Under the two-step analysis of Chevron, we determine
first “whether Congress has directly spoken to the precise
question at issue,” 467 U.S. at 842 -- here whether an
organization that does not represent statutory “employees” or
deal with statutory “employers” may be subject to the
LMRDA. “[I]f the statute is silent or ambiguous” on that
question, then we must defer to the agency’s interpretation --
here the Department’s reading of § 3(j)(5) -- so long as it is
“based on a permissible construction of the statute.” Chevron,
467 U.S. at 843. When an agency adopts a materially changed
interpretation of a statute, it must in addition provide a
“reasoned analysis” supporting its decision to revise its
interpretation. Motor Vehicle Mfrs. Ass’n of U.S., Inc. v. State
Farm Mut. Auto. Ins. Co., 463 U.S. 29, 57 (1983).
Not every agency interpretation of a statute is
appropriately analyzed under Chevron. That analysis is
applicable only “when it appears that Congress delegated
authority to the agency generally to make rules carrying the
force of law, and that the agency interpretation claiming
deference was promulgated in the exercise of that authority.”

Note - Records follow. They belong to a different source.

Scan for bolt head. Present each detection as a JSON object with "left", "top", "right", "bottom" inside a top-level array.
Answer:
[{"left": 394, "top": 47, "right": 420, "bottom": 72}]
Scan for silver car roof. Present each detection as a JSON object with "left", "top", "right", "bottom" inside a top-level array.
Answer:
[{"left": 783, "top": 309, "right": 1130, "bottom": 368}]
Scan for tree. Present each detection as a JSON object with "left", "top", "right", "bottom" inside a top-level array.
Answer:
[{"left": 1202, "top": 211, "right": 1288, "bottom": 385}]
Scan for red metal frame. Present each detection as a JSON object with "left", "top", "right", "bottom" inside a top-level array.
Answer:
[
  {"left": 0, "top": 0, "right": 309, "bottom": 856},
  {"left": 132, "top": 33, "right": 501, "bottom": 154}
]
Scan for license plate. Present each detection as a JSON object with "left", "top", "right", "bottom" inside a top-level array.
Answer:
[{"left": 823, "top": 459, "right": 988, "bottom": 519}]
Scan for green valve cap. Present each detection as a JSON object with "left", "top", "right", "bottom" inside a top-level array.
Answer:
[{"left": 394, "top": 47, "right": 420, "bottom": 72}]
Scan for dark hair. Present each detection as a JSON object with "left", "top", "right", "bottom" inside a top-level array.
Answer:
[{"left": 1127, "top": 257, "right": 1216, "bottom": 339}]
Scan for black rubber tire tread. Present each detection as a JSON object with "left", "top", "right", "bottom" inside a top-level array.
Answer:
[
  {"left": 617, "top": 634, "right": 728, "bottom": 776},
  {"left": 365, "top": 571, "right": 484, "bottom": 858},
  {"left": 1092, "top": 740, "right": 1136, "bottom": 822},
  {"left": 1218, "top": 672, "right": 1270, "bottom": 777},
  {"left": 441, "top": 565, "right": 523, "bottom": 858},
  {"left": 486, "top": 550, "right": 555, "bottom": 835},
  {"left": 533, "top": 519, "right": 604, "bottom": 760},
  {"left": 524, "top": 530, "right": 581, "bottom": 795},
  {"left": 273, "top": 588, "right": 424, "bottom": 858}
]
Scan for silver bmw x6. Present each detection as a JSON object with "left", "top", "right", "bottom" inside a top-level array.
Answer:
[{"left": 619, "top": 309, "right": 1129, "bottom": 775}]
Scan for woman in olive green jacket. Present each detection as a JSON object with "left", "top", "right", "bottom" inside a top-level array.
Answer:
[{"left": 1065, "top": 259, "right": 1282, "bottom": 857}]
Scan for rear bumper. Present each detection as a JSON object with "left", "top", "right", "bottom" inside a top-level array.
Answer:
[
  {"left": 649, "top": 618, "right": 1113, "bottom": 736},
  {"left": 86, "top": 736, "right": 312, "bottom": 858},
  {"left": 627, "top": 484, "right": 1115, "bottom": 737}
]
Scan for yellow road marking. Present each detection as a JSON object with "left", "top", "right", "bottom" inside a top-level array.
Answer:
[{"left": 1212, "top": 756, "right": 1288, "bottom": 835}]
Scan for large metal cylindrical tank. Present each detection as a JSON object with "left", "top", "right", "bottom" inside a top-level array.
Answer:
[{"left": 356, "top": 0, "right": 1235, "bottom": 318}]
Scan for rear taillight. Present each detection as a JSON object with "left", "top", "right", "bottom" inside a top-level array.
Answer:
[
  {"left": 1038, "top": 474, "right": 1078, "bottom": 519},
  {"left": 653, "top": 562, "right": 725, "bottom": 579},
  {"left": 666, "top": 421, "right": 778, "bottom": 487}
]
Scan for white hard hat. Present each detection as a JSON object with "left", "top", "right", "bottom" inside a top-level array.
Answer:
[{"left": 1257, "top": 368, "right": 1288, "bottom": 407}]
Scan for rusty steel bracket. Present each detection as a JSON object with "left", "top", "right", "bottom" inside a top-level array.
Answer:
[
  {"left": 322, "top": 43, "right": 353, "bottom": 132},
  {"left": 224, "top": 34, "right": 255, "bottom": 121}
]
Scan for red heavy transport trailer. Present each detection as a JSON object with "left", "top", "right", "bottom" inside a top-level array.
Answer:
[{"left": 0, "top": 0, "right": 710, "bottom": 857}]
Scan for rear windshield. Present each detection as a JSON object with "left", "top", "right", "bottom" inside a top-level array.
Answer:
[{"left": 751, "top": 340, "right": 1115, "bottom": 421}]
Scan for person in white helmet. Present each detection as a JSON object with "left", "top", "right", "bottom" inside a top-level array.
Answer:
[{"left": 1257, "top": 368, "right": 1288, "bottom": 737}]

United States v. Mead Corp., 533 U.S. 218, 226-27 (2001).
11
A. Applicability of Chevron
Although the SEAs and SFTs prevailed when the district
court reviewed the Department’s rulemaking under Chevron,
on appeal the SEAs (alone) argue the Department had no
authority to “interpret” § 3(j)(5) because the “Congress
definitively established the scope of the LMRDA’s coverage
by expressly defining the term ‘labor organization’ as used in
the Act.” Therefore, the SEAs urge, the Department’s
rulemaking was “beyond the Chevron pale,” Mead, 533 U.S.
at 234, and hence entitled only to “respect proportional to its
‘power to persuade,’” id. at 235 (quoting Skidmore v. Swift &
Co., 323 U.S. 134, 140 (1944)).
The Department maintains the Congress expressly
delegated to it authority to resolve ambiguities in the Act,
including any in § 3. Specifically, the Department adverts to
§ 208 of the LMRDA, 29 U.S.C. § 438, which provides:
The Secretary shall have authority to issue, amend, and
rescind rules and regulations prescribing the form and
publication of reports required to be filed under this
subchapter and such other reasonable rules and regulations
... as he may find necessary to prevent the circumvention
or evasion of such reporting requirements.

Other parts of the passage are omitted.